Well, last night we had our answer. When young Dana Booher traipsed out on stage – he looks young enough to be a high school basketball player – he seemed bright-eyed and bushy tailed and ready to tackle anything. His youthful exuberance spilled over to his playing and won us over with his total command of the instrument and his high level of musicianship that made everything he played sound easy and natural.
The opening work of the evening was Darius Milhaud’s two-piano suite Scaramouche, arranged by the composer for piano and alto sax. Assisting Booher was the excellent pianist, David Hughes, who performed most of the works on the first half of the program. Scaramouche not only worked surprisingly well for piano and sax, but produced one unexpected dividend. In the second movement, Modéré, the long melodic lines played on soprano sax were much more effective than in the two-piano version – unfortunately long notes on the piano immediately begin to decay, whereas on the saxophone they can be prolonged and shaped with an infinite variety of dynamic shadings, which is precisely what Booher did in an artistic and satisfying manner. This was the most expressive sax playing I have ever heard.

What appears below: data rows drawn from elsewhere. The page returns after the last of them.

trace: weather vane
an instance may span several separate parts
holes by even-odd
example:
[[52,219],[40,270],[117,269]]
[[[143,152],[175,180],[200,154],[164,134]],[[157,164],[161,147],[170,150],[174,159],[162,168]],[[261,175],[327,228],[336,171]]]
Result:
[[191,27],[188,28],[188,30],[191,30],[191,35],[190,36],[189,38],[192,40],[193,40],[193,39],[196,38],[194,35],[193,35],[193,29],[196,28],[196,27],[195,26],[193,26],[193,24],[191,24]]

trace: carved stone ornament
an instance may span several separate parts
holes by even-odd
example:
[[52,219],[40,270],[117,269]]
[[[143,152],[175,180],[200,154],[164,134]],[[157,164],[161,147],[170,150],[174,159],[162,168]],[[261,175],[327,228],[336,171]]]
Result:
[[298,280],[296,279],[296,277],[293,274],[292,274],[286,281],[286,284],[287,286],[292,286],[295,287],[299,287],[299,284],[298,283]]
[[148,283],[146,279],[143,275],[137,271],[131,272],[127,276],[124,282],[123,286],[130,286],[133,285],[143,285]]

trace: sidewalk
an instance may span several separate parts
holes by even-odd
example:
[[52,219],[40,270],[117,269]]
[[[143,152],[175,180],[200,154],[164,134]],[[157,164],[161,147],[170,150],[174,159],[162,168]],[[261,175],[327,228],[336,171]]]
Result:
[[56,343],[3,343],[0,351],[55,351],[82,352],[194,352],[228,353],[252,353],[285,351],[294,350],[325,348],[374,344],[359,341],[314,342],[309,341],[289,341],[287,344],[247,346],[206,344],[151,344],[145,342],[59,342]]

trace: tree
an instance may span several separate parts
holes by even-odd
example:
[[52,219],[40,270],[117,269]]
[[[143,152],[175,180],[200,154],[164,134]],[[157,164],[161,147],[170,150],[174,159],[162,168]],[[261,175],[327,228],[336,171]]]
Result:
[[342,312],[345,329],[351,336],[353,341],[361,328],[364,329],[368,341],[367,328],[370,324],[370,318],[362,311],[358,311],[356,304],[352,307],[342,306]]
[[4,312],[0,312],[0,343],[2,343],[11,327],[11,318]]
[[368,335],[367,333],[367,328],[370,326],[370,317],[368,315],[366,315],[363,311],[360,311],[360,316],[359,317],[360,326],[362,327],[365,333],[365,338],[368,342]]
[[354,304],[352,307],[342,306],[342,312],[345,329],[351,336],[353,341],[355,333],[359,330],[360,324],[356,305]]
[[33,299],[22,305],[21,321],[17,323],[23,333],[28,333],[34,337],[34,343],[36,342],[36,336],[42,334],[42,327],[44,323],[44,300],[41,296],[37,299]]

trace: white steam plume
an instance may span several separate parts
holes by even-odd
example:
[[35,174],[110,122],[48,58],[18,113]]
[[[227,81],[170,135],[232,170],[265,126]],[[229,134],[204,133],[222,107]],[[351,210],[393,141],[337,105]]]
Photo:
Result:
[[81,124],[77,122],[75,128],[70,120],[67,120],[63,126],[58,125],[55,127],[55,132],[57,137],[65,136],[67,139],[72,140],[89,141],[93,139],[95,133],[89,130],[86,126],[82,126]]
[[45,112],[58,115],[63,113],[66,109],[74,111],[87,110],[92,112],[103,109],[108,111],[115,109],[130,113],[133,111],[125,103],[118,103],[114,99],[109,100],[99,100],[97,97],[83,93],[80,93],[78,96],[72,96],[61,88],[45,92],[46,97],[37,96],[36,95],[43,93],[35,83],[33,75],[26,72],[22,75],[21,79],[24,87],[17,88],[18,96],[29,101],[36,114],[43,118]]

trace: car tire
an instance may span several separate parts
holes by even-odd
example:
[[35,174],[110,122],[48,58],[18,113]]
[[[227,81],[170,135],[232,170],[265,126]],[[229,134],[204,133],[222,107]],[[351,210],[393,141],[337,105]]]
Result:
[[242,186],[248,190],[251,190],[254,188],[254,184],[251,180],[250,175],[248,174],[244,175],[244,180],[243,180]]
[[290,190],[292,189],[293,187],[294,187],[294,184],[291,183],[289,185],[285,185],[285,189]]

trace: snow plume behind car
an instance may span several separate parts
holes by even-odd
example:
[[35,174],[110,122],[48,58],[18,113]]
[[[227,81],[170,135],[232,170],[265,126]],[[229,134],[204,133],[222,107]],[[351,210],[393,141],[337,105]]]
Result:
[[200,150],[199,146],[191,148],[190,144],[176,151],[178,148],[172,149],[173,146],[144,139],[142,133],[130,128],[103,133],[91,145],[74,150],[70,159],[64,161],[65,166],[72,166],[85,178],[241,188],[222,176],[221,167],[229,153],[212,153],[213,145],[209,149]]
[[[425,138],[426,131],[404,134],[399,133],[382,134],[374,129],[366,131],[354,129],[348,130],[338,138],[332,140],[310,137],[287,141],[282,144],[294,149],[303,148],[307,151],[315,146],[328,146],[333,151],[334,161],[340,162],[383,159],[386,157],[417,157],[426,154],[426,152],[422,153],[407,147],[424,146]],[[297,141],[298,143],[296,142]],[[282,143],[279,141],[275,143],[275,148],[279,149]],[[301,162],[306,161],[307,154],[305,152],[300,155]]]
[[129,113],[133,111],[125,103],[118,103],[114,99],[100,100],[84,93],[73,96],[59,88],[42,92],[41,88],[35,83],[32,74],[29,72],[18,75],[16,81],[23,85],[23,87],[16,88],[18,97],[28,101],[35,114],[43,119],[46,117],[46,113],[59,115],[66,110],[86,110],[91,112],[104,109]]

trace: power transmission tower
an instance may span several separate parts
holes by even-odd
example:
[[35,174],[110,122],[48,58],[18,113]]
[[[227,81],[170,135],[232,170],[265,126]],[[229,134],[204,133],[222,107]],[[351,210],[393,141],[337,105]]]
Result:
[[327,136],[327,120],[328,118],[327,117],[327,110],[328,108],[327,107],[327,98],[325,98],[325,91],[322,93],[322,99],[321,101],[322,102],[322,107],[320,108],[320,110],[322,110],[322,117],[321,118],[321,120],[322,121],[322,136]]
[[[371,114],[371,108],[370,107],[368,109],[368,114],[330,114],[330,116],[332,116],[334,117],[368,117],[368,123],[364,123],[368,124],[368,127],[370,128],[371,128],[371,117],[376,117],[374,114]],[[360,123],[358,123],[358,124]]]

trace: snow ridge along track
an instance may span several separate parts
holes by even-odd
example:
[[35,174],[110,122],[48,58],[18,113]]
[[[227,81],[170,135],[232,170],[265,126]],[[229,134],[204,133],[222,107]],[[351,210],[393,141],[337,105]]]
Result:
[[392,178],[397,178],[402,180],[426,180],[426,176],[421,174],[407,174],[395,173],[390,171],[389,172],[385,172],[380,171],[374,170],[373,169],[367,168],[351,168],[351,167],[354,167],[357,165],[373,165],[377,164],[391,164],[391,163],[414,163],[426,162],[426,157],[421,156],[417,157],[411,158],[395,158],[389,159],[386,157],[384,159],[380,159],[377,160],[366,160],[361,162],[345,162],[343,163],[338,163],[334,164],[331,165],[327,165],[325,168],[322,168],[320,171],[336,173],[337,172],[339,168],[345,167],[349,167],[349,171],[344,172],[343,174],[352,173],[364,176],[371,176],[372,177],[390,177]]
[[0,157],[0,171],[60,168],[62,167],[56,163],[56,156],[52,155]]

The Aria (1936) by Eugene Bozza was a gorgeous piece that was heavily ornamented and embellished in the Baroque manner and gave Booher ample opportunity to demonstrate his many levels of sensitivity. Saxophonist Matt Evans, a member of the Panoptic Quartet, joined Booher on stage for the next work, “Concert Piece for Two Alto Saxophones (1933)” by Paul Hindemith. This turned out to be a charming piece with amusing imitative repartee between the two instruments.
After the Hindemith work, Booher returned to stage to announce that he was making a substitution, and instead of the piece by Desenclos, he was going to play the Prelude from Bach’s Suite No. 1 for unaccompanied Cello, a work that he fell in love with through a performance by Yo Yo Ma. His playing in this Prelude showed amazing agility, subtle phrasing and a beautiful long closing cadence, where I found myself holding my breath.
The first half of the concert wound up with the “Carmen Fantasy” – themes from Bizet’s opera arranged originally for flute by François Borne, but heard here in an adaptation for sax and piano by Fourmeau. Although nothing remotely approaches Vladimir Horowitz’s transcendental piano version of the “Carmen Fantasy,” this piano & sax arrangement certainly had its moments, and the thrilling conclusion was worth the wait through the less interesting parts.

José Zayas-Caban, Kristen McKeon, Matt Evans and Dana Booher
After intermission, we were introduced to the Panoptic Quartet, consisting, in addition to Dana Booher on soprano sax, Kristen McKeon on alto, Matt Evans on tenor and José Zayas-Caban on baritone. After a charming performance of the “Arrival of the Queen of Sheba” by Handel, came the meatiest selection of the evening, Premier Quatuor, Op. 53, by Jean-Baptiste Singlée. Booher announced from the stage that the composer was a friend of the inventor of the saxophone, Adolphe Sax, and this work from 1857 has the distinction of being the first concerted quartet written for members of the saxophone family. This turned out to be a charming and well written piece that delighted us from beginning to end.
The concert wound down with a group of three tangos by Astor Piazzolla. Jazzy and slyly humorous, they were a hoot! The group gave us one encore, a bluesy arrangement of “Don’t get around much anymore.” Although what I really wanted to hear was “Harlem Nocturne,” what we did hear was pretty OK!